A specialist gastroenterologist informs the family about the options available for dealing with the problem, and, in the event that a gastric feeding tube is required, the patient is transferred by ambulance to a clinic for a few hours. Following their return to the facility, feeding can begin within a few hours via the gastric tube.
Our staff can respond to any problem that may arise with the feeding tubes around the clock. Dieticians that we collaborate with assist in the selection of the correct feeding formulas to be given to patients, depending on conditions they may have.

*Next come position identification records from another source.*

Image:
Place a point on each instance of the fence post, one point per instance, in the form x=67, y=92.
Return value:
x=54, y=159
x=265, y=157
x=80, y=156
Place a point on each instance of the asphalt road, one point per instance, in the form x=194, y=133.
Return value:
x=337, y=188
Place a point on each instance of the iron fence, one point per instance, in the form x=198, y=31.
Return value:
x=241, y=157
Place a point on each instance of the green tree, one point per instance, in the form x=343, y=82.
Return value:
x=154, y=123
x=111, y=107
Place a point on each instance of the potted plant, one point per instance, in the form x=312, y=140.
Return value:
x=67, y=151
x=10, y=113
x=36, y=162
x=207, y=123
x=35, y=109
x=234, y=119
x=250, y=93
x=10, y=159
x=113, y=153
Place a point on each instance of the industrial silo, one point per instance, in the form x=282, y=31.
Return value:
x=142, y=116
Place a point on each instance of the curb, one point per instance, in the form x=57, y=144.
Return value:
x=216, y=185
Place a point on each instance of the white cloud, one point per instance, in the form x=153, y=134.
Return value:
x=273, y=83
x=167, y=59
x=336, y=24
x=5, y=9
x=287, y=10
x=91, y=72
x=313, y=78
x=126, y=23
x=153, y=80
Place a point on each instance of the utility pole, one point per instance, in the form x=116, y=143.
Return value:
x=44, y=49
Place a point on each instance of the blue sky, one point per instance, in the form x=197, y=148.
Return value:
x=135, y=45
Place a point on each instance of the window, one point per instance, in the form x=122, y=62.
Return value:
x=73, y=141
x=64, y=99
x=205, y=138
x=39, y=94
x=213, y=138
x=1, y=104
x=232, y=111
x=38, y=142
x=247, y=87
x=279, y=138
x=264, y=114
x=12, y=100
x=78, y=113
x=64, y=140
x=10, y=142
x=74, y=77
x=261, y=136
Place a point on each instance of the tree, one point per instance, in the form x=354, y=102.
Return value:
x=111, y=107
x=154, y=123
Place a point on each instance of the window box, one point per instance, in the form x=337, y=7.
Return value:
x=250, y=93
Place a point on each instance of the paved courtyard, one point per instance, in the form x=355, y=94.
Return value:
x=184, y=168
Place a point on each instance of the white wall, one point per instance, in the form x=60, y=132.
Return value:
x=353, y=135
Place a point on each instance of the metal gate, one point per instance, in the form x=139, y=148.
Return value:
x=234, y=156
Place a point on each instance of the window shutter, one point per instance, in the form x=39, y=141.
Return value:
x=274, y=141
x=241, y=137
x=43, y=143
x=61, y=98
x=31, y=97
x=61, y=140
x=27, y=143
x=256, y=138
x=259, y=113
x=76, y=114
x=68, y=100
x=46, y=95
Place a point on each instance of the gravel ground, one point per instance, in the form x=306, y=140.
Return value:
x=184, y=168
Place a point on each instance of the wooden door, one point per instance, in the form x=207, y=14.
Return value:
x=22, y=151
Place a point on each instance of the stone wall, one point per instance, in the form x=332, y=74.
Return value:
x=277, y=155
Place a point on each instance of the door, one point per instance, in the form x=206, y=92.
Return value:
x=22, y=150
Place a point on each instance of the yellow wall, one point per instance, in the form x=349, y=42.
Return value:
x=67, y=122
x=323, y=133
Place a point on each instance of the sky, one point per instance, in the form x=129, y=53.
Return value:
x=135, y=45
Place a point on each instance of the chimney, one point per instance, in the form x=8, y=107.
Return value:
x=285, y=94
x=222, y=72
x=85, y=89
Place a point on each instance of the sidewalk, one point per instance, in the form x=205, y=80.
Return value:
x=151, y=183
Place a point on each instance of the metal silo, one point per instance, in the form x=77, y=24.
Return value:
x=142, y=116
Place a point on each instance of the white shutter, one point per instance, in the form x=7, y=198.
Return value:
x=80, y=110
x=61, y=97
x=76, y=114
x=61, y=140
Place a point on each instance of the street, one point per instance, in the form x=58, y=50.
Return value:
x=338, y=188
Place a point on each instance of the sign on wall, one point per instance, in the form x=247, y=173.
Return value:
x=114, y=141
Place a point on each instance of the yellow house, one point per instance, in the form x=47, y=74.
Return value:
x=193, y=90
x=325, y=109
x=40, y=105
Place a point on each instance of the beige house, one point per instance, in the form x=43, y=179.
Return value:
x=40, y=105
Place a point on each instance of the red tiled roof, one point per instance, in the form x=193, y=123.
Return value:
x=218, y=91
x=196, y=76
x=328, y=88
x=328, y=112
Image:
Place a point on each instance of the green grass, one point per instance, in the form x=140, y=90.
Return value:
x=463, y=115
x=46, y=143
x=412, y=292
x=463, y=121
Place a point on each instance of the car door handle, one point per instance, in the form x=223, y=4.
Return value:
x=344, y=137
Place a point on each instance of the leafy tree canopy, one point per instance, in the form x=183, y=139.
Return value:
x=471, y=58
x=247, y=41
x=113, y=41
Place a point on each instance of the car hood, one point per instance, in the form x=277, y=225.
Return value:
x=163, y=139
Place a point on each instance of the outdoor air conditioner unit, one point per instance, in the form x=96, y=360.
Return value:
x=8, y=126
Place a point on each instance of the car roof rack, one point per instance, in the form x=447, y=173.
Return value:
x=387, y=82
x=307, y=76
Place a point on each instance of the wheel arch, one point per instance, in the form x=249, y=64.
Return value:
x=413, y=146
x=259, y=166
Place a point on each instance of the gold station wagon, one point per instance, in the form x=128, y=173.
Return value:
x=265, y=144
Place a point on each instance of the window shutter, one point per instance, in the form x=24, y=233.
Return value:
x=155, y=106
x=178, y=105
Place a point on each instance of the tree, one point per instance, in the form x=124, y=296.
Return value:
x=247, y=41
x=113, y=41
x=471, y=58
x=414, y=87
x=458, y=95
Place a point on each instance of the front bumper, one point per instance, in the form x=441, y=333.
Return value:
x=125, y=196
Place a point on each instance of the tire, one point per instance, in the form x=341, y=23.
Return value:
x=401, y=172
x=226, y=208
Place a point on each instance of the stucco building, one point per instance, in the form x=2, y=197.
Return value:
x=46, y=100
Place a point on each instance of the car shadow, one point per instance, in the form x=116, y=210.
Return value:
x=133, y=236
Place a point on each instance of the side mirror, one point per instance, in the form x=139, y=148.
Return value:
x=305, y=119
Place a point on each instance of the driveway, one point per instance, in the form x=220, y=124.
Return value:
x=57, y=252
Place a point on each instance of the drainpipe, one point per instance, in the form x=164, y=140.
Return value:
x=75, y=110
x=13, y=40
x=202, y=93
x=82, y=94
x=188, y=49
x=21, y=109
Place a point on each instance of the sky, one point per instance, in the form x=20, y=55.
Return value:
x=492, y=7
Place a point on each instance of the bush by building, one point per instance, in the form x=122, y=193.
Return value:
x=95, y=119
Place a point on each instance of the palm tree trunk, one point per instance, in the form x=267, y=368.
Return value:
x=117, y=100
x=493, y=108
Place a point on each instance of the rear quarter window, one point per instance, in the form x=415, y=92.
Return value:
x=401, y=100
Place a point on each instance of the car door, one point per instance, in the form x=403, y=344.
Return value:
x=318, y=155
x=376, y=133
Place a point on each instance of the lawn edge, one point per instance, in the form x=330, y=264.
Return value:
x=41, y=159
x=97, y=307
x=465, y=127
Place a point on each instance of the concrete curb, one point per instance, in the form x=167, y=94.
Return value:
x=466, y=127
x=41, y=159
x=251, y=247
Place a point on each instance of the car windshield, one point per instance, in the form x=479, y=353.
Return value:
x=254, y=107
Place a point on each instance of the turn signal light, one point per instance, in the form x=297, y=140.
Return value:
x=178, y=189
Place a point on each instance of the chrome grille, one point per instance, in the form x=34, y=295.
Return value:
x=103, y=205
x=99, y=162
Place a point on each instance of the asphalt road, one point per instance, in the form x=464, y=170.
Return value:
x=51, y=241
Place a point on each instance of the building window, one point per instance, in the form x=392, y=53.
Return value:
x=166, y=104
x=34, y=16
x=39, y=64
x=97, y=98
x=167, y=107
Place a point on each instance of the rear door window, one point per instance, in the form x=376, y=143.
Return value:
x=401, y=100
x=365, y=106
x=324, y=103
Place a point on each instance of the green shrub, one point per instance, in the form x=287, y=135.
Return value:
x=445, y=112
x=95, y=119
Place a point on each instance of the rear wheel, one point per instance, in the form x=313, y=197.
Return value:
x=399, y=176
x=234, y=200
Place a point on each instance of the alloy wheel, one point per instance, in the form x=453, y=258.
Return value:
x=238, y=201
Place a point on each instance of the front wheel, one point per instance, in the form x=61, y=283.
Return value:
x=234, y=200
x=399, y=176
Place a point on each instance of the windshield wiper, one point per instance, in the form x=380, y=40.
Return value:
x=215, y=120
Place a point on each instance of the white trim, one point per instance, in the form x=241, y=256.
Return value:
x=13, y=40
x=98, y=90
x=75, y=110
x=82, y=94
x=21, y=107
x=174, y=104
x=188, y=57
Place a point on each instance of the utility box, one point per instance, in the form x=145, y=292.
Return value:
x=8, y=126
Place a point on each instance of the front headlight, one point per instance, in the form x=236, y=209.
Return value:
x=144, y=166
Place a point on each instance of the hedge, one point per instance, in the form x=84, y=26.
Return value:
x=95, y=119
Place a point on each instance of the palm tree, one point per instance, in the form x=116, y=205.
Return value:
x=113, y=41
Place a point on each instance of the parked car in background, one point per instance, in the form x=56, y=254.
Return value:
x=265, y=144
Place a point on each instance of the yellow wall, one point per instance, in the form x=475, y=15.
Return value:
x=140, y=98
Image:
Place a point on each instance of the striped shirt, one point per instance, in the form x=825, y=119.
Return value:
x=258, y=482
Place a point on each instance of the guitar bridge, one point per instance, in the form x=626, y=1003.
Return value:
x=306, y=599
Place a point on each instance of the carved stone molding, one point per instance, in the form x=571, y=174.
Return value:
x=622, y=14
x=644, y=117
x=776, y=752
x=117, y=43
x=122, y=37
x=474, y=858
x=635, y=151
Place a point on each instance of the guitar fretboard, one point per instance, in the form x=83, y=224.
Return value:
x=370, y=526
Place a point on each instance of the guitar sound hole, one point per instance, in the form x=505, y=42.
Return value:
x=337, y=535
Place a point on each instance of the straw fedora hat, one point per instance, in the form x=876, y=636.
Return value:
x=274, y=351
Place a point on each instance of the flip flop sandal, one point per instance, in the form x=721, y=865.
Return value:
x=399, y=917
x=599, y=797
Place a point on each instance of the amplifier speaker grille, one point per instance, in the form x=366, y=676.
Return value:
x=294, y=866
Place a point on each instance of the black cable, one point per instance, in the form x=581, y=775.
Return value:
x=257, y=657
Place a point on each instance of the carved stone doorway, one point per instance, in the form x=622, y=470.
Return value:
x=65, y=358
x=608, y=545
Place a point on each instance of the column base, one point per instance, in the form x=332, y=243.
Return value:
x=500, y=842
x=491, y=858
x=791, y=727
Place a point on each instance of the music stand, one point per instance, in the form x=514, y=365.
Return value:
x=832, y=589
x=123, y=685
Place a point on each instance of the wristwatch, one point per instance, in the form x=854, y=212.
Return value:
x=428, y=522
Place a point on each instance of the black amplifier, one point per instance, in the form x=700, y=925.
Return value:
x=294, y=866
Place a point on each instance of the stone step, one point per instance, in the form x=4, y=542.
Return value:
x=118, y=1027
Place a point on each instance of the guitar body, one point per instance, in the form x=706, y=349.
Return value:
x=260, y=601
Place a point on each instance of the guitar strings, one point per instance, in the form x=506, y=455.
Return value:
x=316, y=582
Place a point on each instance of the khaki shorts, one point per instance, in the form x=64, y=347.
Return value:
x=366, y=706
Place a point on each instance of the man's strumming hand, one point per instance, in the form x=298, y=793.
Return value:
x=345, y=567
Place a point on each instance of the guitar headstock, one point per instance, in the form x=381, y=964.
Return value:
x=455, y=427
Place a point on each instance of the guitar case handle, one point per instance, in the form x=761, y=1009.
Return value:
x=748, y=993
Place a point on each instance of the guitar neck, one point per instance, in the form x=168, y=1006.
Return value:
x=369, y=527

What are the advantages of percutaneous gastric feeding (PEG) tubes?
PEG tubes ensure the nutrition and hydration of the patient is provided irrespective of the patient’s ability to swallow. As such, the daily needs of the patient can be met with relative safety. Studies have shown that the insertion of a PEG tube is linked to better rates of survival and quality of life in certain patient groups.
In instances where the patient still maintains some degree of safe swallowing, they can receive a portion of their food via the mouth. If a patient’s ability to swallow improves and conditions allow, the gastric feeding tube may be removed.